Hey @gabaly92
Nice work! You are right about the HLSL runtime, this is work in progress and missing most of the operators. With RDG, you also took the biggest challenge, as it is the most complex to get it running.
So first of all: If you have data on cpu and you want to run a model on it on gpu but then get the results on cpu again, I would recommend to use the INNERuntimeGPU interface (and probably the ORTDml runtime) as it handles the upload and download for you.
RuntimeRDG is meant to be used when you want to run a network as part of rendering a frame (e.g. post processing), e.g. consuming the resource that is generated during frame rendering and consume the output which then contributes to the final output.
However, for the fun of the exercise you can indeed do what you did and try to do the up- and download manually. But there are unfortunately a couple of issues with the code and I recommend you reading about the Render Dependency Graph first. Especially the part on uploading buffers and buffer extraction.
E.g. you create the buffers on one GraphBuilder but then use it in the other (which only works if you register or convert it to external), you would typically move this code into the dispatch function, to allow RDG to reuse resources.

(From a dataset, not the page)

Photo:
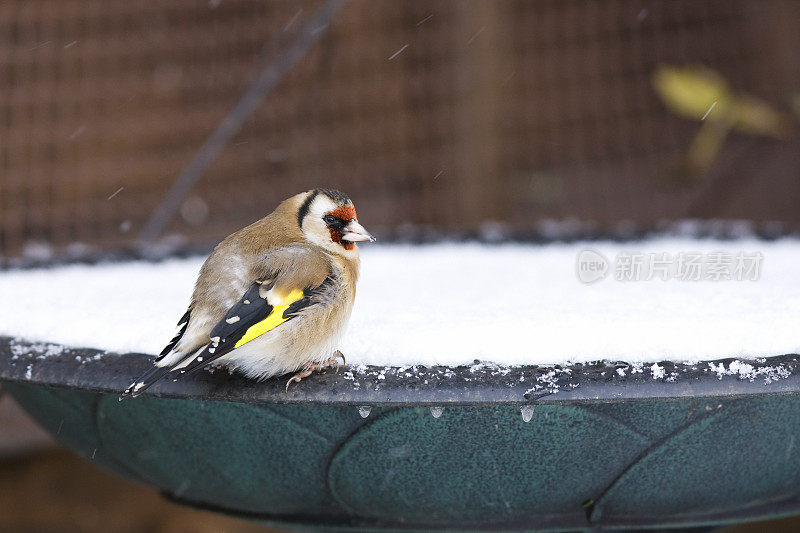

Also you use the upload mechanism on the output buffer, but what you want there is to download the data from the buffer into your array.
So:
- Create the buffers inside ENQUEUE_RENDER_COMMAND on the same builder and set the input bindings there
- Looks correct
- It crahses because you use buffers that are not valid anymore as they belong to another graph builder
(4. You will not get any results back, as you are uploading your output array)
Hope that helps! As mentioned, it is difficult so dont be demotivated!